Valuation & Expected Returns

Utilities are slow-growth stocks and hence their valuation is much more important than in any other sector. If investors significantly overpay for a slow-growth stock, it may take them several years only to breakeven. Therefore, while investors may make compromises in the premium they pay for high-growth stocks and still enjoy great returns, they should pay particular attention to the valuation of utility stocks before they pull the trigger and purchase them.

CWT is no exception in this rule. ValueLine analysts expect the company to generate earnings-per-share of $1.55 in 2018. As a result, CWT stock is currently trading for a price-to-earnings ratio of 24.5, which is excessive for a utility stock.

CWT Valuation

Source: ValueLine

In the past 10 years, CWT stock held an average price-to-earnings ratio of 22.0. Thanks to the almost record-low prevailing interest rates of the last few years, the stock has doubled during the last two and a half years. As its earnings per share have increased only 50% during this period, it is evident that the P/E ratio of the stock has greatly expanded.

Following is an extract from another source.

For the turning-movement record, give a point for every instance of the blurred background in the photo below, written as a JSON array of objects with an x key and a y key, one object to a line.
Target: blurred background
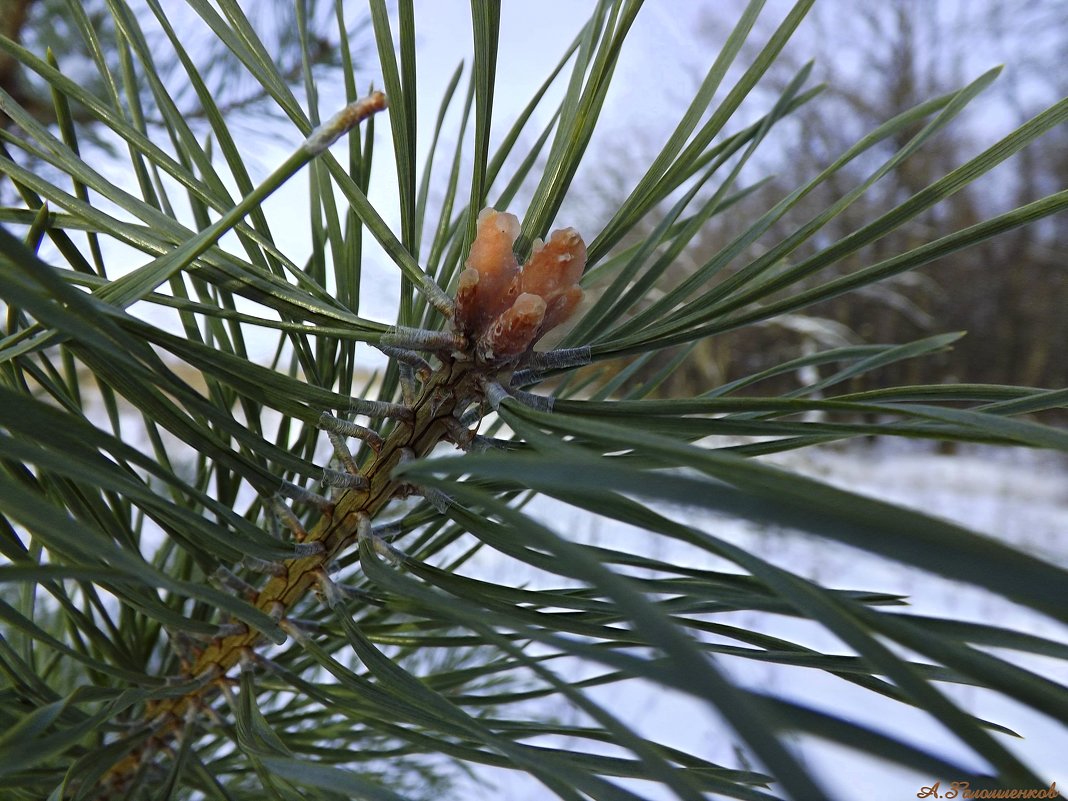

Moreover, after years of record-low interest rates, the Fed is now determined to continue to raise interest rates aggressively. As most shareholders of utilities hold these stocks for their generous dividend yields, utilities are the most sensitive stocks to interest rates. More precisely, as interest rates rise, utility stocks become less attractive because the risk-free yield increases and hence investors can find decent yields elsewhere.

Therefore, the rising interest rates are the major reason for the 15% correction of CWT off its peak. Even worse, as interest rates are expected to remain on the rise for the next few years, they are likely to exert additional downward pressure on the valuation of CWT. As a result, the stock currently bears significant risk of P/E multiple contraction due to the upcoming hikes of interest rates.

We believe fair value for CWT is a price-to-earnings ratio of 16-18. Using 2018 earnings guidance, this would represent a share price of $24.80 to $27.90. This price range is approximately 27% to 35% below CWT’s current share price, which implies significant downside risk.

If it took five years for the stock to reach our estimate of fair value, the contracting valuation would reduce annual returns by approximately 5% to 7% each year. As a result, even assuming 6% to 8% earnings growth, and a 2% dividend yield, total annual returns would be just 3% per year. This is not an attractive rate of return.

The dividend payout ratio remains very healthy, at 51.4%. Therefore, the company has ample room to continue to raise its dividend for years. Nevertheless, while utility stocks usually offer remarkable dividend yields, the lofty valuation of CWT has resulted in a current dividend yield of just 2.0%, which is certainly lackluster for a utility.

As utilities are characterized by slow growth, they tend to raise their dividend at a slow pace. This is true for CWT, as it has raised its dividend at an average annual rate of 3.2% during the last five years. Therefore, while CWT has an exceptional dividend growth streak, the combination of its current dividend yield and its dividend growth rate are not appealing right now.

Final Thoughts

Thanks to its reliable free cash flows, which are secured by the rate hikes that are approved by regulators, CWT has an exceptional dividend growth record. In addition, thanks to its healthy payout ratio, it is likely to continue to raise its dividend for years. Nevertheless, due to its lofty valuation, its dividend yield has dropped to an almost 5-year low level. Therefore, given also the headwind from the rising interest rates, investors should probably wait for a better entry point.